Whether you’re hosting friends or meal-prepping for the week, this recipe saves time while letting you serve delicious, hearty food your loved ones will enjoy.

tandoori stew with vegetables, beans and lentils

Ingredients

Potatoes

  • Why It’s Used: Forms the hearty base of the stew, making it filling and satisfying.
  • Benefits: Rich in carbohydrates for energy and potassium for heart health.
  • Substitute: Sweet potatoes or other root vegetables or rice.

Carrots

  • Why It’s Used: Adds a touch of sweetness and depth to the stew.
  • Benefits: High in beta-carotene, supporting eye health and immune function.
  • Substitute: Parsnips or butternut squash.

Sweet Potatoes

  • Why It’s Used: Enhances the dish with natural sweetness and creamy texture.
  • Benefits: Packed with fiber, vitamins A and C, and antioxidants.
  • Substitute: Pumpkin or regular potatoes for a less sweet option.

Red Lentils

  • Why It’s Used: Provides a protein-rich, creamy base for the stew.
  • Benefits: High in protein, iron, and fiber, supporting muscle and digestive health.
  • Substitute: Yellow split peas or green lentils (adjust cooking time).

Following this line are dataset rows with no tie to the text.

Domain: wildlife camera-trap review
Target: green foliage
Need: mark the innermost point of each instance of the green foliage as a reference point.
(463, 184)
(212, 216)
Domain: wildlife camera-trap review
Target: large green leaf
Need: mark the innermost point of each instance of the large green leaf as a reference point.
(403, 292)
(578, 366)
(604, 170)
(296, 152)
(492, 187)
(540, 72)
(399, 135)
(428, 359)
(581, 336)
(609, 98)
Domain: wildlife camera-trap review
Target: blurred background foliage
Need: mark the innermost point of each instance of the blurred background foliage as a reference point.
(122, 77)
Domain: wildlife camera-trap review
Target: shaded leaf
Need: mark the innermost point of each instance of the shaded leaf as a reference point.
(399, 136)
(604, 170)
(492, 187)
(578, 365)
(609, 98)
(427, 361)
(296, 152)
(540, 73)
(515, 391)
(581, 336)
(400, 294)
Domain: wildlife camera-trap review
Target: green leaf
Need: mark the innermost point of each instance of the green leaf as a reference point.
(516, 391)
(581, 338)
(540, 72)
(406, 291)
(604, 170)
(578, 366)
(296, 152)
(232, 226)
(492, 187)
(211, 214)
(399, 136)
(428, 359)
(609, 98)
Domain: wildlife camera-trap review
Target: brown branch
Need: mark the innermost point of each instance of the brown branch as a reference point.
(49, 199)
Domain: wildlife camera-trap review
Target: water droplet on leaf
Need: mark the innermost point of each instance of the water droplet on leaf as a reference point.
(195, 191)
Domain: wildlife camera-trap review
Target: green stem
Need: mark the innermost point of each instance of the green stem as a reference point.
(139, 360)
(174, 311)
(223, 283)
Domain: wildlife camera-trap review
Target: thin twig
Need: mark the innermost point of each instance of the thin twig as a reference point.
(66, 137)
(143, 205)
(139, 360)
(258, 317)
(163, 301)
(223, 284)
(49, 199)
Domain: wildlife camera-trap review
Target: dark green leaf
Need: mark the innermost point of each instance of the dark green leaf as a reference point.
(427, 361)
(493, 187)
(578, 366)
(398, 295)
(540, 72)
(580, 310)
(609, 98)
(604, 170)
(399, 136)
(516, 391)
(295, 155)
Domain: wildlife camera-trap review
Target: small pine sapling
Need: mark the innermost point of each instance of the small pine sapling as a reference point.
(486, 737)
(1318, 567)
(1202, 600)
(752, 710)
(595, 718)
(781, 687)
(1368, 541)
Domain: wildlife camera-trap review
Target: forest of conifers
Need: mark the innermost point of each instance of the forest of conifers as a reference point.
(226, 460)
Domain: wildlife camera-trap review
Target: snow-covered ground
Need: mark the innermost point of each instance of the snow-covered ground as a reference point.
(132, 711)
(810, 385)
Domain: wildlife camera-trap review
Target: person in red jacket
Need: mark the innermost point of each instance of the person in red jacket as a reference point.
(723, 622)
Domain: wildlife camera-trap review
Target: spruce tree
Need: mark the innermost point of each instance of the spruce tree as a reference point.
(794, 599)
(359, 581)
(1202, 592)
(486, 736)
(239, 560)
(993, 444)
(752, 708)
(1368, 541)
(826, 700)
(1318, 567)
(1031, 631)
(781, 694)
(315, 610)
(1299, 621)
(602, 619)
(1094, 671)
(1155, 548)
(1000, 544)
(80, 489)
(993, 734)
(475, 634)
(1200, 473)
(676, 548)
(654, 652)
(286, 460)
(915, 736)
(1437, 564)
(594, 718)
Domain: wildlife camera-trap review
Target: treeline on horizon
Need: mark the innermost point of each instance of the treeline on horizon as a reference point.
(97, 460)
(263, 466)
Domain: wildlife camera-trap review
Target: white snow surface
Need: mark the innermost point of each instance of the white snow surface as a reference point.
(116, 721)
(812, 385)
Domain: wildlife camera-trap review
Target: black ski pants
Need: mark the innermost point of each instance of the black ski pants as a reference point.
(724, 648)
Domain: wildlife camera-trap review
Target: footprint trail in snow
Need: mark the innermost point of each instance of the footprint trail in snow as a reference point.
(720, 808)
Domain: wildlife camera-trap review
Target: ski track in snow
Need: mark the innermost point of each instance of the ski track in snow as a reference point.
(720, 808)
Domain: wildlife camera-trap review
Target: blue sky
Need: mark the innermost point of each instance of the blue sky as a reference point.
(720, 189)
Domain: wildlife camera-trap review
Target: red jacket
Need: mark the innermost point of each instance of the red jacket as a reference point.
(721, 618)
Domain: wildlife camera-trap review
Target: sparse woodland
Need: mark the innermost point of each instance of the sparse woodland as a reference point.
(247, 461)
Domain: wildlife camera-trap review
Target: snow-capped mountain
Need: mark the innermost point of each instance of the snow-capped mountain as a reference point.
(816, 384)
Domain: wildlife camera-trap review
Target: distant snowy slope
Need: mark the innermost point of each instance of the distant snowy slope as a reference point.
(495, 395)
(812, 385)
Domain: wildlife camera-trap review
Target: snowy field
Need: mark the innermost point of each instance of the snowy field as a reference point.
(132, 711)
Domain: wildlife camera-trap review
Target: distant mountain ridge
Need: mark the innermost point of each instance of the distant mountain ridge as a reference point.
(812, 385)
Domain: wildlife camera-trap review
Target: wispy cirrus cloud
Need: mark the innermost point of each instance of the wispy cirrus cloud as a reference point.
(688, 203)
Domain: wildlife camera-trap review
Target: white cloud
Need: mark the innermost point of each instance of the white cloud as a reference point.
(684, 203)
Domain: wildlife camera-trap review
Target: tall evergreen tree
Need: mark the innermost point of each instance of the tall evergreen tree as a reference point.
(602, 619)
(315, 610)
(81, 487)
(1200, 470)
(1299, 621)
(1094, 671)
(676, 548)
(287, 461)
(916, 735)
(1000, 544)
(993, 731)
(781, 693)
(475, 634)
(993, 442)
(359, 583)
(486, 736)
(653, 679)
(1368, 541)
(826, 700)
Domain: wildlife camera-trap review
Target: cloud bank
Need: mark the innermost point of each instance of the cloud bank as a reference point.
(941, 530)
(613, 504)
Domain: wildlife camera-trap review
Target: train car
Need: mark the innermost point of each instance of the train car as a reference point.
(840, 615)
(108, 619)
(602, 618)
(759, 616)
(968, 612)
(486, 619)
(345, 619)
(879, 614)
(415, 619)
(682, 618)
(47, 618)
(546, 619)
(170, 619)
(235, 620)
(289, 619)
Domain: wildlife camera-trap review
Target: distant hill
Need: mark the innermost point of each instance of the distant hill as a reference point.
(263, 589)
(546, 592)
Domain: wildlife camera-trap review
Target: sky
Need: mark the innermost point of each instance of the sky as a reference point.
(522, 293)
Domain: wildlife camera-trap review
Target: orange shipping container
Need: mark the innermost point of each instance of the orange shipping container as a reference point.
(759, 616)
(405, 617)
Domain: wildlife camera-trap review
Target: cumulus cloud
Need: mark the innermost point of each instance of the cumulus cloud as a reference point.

White Beans & Butter Beans

  • Why It’s Used: Boosts protein content and adds a creamy texture.
  • Benefits: Rich in plant-based protein, fiber, and essential minerals.
  • Substitute: Chickpeas or kidney beans.

tandoori stew in a malm pot

Onions

  • Why It’s Used: Adds a savory foundation to the stew’s flavor.
  • Benefits: Contains antioxidants and compounds that support heart health.
  • Substitute: Shallots or leeks for a milder taste.

Garlic

  • Why It’s Used: Enhances the dish with aromatic depth and flavor.
  • Benefits: Known for its immune-boosting and anti-inflammatory properties.
  • Substitute: Garlic powder or roasted garlic for a softer flavor.

Crushed Tomatoes

  • Why It’s Used: Provides a tangy base and rich color to the stew.
  • Benefits: Packed with vitamin C, potassium, and antioxidants like lycopene.
  • Substitute: Tomato paste diluted with water or fresh pureed tomatoes.

Coconut Milk

  • Why It’s Used: Adds creaminess and balances the spices with subtle sweetness.
  • Benefits: Contains healthy fats that support brain and heart health.
  • Substitute: Almond milk with a tablespoon of coconut cream for a lighter option.

Tandoori Powder

  • Why It’s Used: Infuses the stew with warm, aromatic spices characteristic of tandoori dishes.
  • Benefits: Contains spices like turmeric and ginger, known for their anti-inflammatory properties.
  • Substitute: Garam masala or curry powder for a slightly different flavor.

vegetable tandoori stew

MORE HEALTHY & EASY SAVORY RECIPES

tandoori stew in a malm pot

Tandoori Stew With Vegetables

Easy to make and packed with warming spices, it's ideal for feeding a crowd or meal-prepping in winter.
Prep Time 15 minutes
Cook Time 1 hour 27 minutes
Total Time 1 hour 42 minutes
Servings: 10 people
Course: Main Course

Ingredients
  

  • 12 potatoes
  • 4 carrots
  • 2 sweet potatoes
  • 2 cups red lentils
  • 1 can white beans
  • 1 can butter beans
  • 3 onions
  • 1 garlic
  • 1 can crushed tomatoes
  • 1 can coconut milk
  • 2 tbsp tandoori powder
  • Salt

Equipment

  • cast iron pot (7.5 quart / 7L)

Method
 

  1. Peel and chop the potatoes, carrots, and sweet potatoes into bite-sized pieces.
  2. Dice the onions and mince the garlic. Heat a malm pot over medium heat. Add a bit of oil, then fry the onions and garlic until softened and fragrant. Stir in the tandoori powder and salt, cooking for 1-2 minutes to release the spices' aroma.
  3. Add the chopped vegetables, red lentils, white beans, butter beans, crushed tomatoes, and coconut milk to the pot. Mix well to combine all ingredients.
  4. Cover the pot with a lid and bake in the oven at 390°F (200°C) for at least 1.5 hours. (best at 3 hours)
  5. Check if the vegetables are tender and the stew has thickened. If needed, bake uncovered for an additional 15-20 minutes to reduce excess liquid.